The sheriff’s vice team investigated for at least eight more months as Holland and other deputies compiled evidence used to help charge and convict Landry and King.

Landry pleaded guilty to six felony counts of promoting prostitution, admitting he “knowingly advanced the prostitution of (M.T.),” as well as two other girls and three women, court records show. He served more than two years in prison, while King got a year of community supervision.
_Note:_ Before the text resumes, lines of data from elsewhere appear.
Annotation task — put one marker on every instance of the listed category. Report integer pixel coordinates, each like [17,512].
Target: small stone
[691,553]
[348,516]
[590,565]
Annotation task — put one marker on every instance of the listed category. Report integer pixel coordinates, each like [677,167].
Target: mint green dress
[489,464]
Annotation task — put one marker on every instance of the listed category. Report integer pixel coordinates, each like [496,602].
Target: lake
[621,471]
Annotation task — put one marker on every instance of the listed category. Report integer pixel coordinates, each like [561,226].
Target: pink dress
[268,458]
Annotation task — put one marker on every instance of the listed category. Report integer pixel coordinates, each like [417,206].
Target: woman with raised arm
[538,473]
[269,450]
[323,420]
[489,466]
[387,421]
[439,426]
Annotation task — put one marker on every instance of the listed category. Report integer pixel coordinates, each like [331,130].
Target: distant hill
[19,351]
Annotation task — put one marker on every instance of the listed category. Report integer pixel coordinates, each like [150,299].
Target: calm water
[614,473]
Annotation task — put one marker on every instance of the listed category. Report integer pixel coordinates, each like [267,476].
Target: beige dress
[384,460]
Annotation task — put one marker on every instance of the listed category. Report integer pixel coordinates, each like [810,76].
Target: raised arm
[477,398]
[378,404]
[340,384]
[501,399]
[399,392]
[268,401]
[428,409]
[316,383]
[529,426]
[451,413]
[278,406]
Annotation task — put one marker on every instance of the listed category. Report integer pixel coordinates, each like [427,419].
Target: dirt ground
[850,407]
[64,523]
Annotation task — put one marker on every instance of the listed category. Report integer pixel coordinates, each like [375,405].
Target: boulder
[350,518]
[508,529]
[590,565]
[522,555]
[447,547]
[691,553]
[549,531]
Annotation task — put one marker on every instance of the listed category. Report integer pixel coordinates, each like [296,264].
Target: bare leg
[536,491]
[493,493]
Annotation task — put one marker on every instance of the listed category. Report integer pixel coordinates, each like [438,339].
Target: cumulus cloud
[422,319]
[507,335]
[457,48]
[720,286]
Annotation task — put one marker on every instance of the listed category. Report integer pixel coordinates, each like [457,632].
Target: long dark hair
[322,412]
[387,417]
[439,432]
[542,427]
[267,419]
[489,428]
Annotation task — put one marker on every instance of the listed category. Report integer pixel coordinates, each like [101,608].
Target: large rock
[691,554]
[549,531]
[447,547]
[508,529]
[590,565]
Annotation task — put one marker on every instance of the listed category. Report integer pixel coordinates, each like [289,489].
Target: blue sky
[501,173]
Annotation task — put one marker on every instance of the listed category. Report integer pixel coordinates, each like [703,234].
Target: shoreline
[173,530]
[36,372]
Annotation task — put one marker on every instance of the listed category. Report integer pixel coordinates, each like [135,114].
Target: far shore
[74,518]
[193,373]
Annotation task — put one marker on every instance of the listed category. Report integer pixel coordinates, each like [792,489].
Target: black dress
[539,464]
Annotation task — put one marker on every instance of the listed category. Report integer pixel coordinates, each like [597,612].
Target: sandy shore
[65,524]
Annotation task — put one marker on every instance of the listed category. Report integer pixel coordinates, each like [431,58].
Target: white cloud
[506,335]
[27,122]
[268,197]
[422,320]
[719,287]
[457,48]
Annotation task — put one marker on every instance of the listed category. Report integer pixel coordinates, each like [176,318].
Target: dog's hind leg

In an interview last year, M.T. said she struggled for years with low self-esteem, post-traumatic stress and suicidal thoughts, and sometimes returned to sex work to pay her rent and bills. After seeking trauma therapy in 2018 from the King County Sexual Assault Resource Center, M.T. said she finally recognized herself as a trafficking victim and realized that deputies had played a role.

M.T.’s settlement with the county partly “is intended to include funds for payment of any past or future health care costs related to my injuries arising from these claims and/or related injuries,” according to the agreement she signed.